After positioning the checkers on their respective places, an opening throw of dice must take place in order to play Backgammon. This first roll will be carried by both players with only one of their dice; the player with the higher roll is the player who should make use of the combine opening roll to begin the game. If both players roll the same number, an extra throw must take place until the tie is broken. After this point, each player will play alternatively moving his/her pieces in counter-clock-wise motion towards his/her home-board. A checker can be placed on a point only if that point is available, meaning, only if one of the opponent’s checkers stands on it or if it is completely empty.

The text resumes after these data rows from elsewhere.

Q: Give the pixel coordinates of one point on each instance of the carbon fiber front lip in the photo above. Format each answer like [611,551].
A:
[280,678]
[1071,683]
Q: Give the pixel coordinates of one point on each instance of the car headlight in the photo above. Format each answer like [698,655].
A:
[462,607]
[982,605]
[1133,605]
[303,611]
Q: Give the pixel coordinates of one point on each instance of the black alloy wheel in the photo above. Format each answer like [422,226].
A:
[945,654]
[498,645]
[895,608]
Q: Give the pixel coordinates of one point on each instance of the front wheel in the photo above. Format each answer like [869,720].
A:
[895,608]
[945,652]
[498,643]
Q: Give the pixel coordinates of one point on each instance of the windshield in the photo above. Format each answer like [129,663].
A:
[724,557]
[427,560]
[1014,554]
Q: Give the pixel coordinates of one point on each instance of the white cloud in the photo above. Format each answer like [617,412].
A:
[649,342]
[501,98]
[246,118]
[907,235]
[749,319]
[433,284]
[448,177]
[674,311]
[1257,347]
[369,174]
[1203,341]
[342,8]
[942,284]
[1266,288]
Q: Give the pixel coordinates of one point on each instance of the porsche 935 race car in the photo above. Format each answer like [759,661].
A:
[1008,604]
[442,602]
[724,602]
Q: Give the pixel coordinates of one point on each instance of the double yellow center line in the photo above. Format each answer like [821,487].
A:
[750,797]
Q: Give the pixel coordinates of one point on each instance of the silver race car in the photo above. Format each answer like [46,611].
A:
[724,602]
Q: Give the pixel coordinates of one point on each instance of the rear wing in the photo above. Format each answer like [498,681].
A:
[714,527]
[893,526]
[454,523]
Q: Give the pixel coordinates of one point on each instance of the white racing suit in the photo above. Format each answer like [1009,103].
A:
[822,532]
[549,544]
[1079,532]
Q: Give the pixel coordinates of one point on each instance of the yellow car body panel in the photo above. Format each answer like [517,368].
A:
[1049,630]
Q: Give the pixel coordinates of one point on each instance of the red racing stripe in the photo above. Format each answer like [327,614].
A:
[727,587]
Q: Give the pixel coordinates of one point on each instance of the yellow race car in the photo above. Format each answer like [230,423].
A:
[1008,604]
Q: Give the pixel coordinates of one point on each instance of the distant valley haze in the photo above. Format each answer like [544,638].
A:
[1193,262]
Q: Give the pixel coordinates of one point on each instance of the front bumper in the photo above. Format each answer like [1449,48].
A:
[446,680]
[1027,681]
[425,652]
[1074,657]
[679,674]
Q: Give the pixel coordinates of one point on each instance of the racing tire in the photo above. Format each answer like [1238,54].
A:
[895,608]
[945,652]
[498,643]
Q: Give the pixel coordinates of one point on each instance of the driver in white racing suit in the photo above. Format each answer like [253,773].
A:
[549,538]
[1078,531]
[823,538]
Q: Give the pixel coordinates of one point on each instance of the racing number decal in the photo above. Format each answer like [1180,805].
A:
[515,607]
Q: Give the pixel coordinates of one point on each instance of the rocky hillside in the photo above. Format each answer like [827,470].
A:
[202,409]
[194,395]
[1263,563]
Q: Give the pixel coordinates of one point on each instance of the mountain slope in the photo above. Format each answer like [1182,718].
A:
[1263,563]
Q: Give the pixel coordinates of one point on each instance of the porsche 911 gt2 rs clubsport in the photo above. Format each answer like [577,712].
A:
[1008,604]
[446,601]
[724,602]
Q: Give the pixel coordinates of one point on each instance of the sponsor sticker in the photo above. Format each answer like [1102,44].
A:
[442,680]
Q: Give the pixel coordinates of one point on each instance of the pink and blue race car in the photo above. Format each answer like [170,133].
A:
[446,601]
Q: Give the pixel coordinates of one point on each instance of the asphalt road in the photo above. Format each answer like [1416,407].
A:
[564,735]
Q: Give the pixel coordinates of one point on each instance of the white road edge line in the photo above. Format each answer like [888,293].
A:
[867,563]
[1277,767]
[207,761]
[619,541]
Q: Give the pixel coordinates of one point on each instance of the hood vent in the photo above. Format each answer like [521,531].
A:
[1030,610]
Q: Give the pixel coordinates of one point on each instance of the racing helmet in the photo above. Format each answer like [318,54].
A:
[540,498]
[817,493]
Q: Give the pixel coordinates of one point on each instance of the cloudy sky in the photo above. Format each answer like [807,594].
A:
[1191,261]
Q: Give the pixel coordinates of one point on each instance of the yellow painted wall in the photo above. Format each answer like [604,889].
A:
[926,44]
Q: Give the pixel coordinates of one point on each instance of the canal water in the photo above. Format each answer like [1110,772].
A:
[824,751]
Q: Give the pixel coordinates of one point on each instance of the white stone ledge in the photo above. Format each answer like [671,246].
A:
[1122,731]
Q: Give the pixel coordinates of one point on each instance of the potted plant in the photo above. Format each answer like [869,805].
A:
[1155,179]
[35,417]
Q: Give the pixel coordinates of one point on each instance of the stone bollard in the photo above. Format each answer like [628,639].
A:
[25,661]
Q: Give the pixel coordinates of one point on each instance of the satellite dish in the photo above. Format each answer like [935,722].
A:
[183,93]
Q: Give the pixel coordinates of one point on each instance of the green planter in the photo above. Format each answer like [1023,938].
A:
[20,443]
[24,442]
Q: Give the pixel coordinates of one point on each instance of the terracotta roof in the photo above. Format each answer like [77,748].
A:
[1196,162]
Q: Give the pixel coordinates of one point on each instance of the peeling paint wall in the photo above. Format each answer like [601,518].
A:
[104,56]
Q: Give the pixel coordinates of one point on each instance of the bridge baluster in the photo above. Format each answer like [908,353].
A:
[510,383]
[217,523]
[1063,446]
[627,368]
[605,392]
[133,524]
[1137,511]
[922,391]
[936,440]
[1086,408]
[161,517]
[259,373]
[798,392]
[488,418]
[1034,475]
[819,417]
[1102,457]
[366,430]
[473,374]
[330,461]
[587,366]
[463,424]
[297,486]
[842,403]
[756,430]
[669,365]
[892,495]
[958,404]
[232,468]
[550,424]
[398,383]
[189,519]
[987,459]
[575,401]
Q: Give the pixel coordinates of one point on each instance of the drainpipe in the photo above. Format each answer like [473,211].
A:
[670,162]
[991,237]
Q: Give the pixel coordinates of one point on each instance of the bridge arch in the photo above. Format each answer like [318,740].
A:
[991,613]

If one checker stands alone on a point, it can be hit by the opponent and be sent to the bar. To enter the board, a hit checker must be placed on an available point in the home-board of the opponent in accordance to the indication of the roll, otherwise, it must remain on the bar and no further advancements could be made by the player. All points occupied by more than one checker can be skipped if the dice do not indicate it as one of the destination points. Once all checkers are in the home-board, they will be borne off according to the dictates of the dice.

To deepen your knowledge on this subject or on any other theme related to this field such as Backgammon Gambling, direct yourself to the Internet where an infinite array of resources and Backgammon news are provided by the Backgammon community to assist you at every stage.